Although the problem was eventually caused by my Apache config alone, this seems to be a very complicated topic. Maybe it would be possible for djdt to warn about non-UTF-8 filesystem encodings? (Or better about filenames that cannot be properly decoded?)

Thank you!

carstenfuchs avatar Apr 01 '22 14:04 carstenfuchs

Oh yeah, it's complicated and very annoying.

I'm unsure what we should do. On one hand django-debug-toolbar shouldn't crash, on the other hand it's documented that Django expects an UTF-8 environment (not C) here https://docs.djangoproject.com/en/4.0/ref/unicode/#files So maybe the somewhat strange behavior is to be expected?

I didn't even know that this was documented, this section has been added recently (in 2015 😅)

matthiask avatar Apr 01 '22 14:04 matthiask

Thanks for the link! My project started in 2011 and even though I regularly work through all Release Notes very carefully, it is easy to miss such updates in the docs, useful and worthwhile as they are.

Imho, it would be ideal if this could be covered with a Django system check, which however is in vain here, given that command line shells and webservers tend to have different environments.

carstenfuchs avatar Apr 01 '22 15:04 carstenfuchs

We already discussed adding checks for issues which are (arguably) only surfaced but not really caused by django-debug-toolbar in the past; the last time it was about static files as well https://github.com/jazzband/django-debug-toolbar/issues/1318

Such things are really hard to debug sometimes if you don't already know where to look so I think it may be time to revisit my stance on this. I wrote that I am slightly against adding checks for other apps (even if those other apps are bundled with Django) but I'm not so sure anymore.

Here would probably be the place for such a new check: https://github.com/jazzband/django-debug-toolbar/blob/54e63f0494414ae0d93abc6e202d5f644c75952a/debug_toolbar/panels/staticfiles.py#L182-L203

matthiask avatar Apr 01 '22 15:04 matthiask

This is looking great! :-)

If I understand things correctly though, it might be possible that an error that raises an exception (such as here with the surrogates) dominates the checks, as it never gives them a chance to be displayed as part of the normal output.

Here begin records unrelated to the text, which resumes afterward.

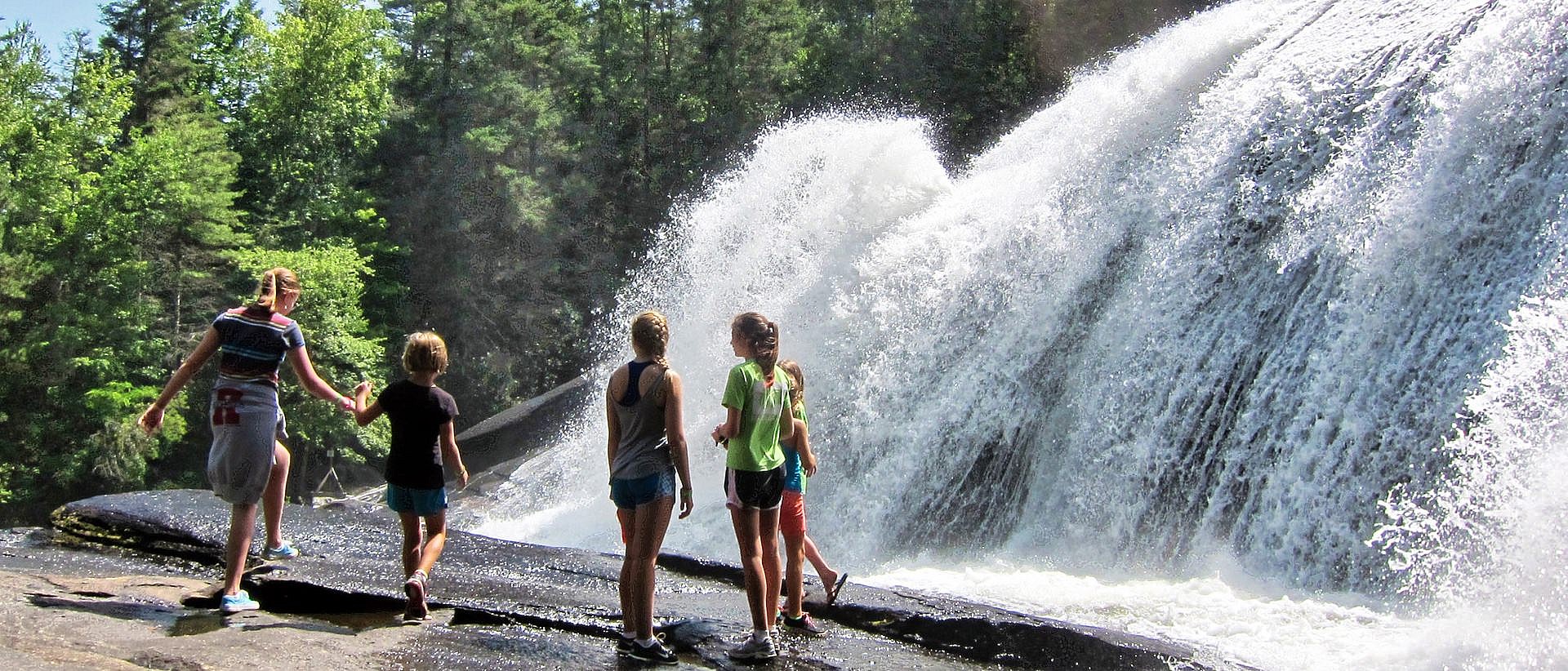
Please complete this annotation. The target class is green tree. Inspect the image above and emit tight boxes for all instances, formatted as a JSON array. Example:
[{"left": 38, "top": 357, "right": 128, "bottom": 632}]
[
  {"left": 237, "top": 0, "right": 394, "bottom": 246},
  {"left": 102, "top": 0, "right": 207, "bottom": 131}
]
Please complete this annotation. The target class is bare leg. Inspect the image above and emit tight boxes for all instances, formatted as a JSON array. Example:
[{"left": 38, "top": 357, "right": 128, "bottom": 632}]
[
  {"left": 223, "top": 504, "right": 256, "bottom": 594},
  {"left": 397, "top": 513, "right": 425, "bottom": 577},
  {"left": 757, "top": 508, "right": 784, "bottom": 629},
  {"left": 262, "top": 442, "right": 288, "bottom": 547},
  {"left": 414, "top": 511, "right": 447, "bottom": 575},
  {"left": 804, "top": 536, "right": 839, "bottom": 591},
  {"left": 784, "top": 533, "right": 806, "bottom": 618},
  {"left": 615, "top": 508, "right": 638, "bottom": 635},
  {"left": 729, "top": 508, "right": 779, "bottom": 630},
  {"left": 622, "top": 497, "right": 676, "bottom": 640}
]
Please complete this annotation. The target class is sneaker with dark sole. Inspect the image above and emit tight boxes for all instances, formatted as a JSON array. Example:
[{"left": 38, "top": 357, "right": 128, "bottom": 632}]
[
  {"left": 403, "top": 571, "right": 430, "bottom": 622},
  {"left": 724, "top": 635, "right": 777, "bottom": 660},
  {"left": 218, "top": 589, "right": 262, "bottom": 615},
  {"left": 626, "top": 638, "right": 680, "bottom": 664},
  {"left": 779, "top": 613, "right": 823, "bottom": 637}
]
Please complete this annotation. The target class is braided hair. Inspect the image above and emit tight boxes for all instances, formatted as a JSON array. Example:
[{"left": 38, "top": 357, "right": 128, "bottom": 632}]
[{"left": 729, "top": 312, "right": 779, "bottom": 376}]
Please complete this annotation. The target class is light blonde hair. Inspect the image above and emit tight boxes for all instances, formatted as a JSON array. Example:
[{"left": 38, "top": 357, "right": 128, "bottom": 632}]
[
  {"left": 256, "top": 266, "right": 300, "bottom": 312},
  {"left": 779, "top": 359, "right": 806, "bottom": 411},
  {"left": 403, "top": 331, "right": 447, "bottom": 373},
  {"left": 729, "top": 312, "right": 779, "bottom": 375},
  {"left": 632, "top": 310, "right": 670, "bottom": 370}
]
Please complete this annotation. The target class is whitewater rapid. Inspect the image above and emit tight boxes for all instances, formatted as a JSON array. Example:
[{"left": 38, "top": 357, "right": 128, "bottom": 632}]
[{"left": 474, "top": 0, "right": 1568, "bottom": 669}]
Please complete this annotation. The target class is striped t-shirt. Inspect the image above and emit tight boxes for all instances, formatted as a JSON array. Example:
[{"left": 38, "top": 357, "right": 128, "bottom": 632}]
[{"left": 212, "top": 306, "right": 304, "bottom": 385}]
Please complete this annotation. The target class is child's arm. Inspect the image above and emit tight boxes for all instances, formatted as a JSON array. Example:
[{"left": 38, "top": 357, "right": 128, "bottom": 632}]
[
  {"left": 288, "top": 345, "right": 354, "bottom": 412},
  {"left": 136, "top": 326, "right": 220, "bottom": 433},
  {"left": 791, "top": 419, "right": 817, "bottom": 478},
  {"left": 779, "top": 395, "right": 795, "bottom": 442},
  {"left": 354, "top": 380, "right": 382, "bottom": 426},
  {"left": 441, "top": 420, "right": 469, "bottom": 489},
  {"left": 665, "top": 370, "right": 692, "bottom": 519},
  {"left": 714, "top": 407, "right": 740, "bottom": 450}
]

carstenfuchs avatar Apr 01 '22 15:04 carstenfuchs

Oh, and this would be a check for the Django core, not for a Django app, not even a built-in.

carstenfuchs avatar Apr 01 '22 15:04 carstenfuchs

Since we haven't seen any thank yous or emojis in this thread, I'm closing this issue rather than implementing a check.

tim-schilling avatar Oct 23 '23 00:10 tim-schilling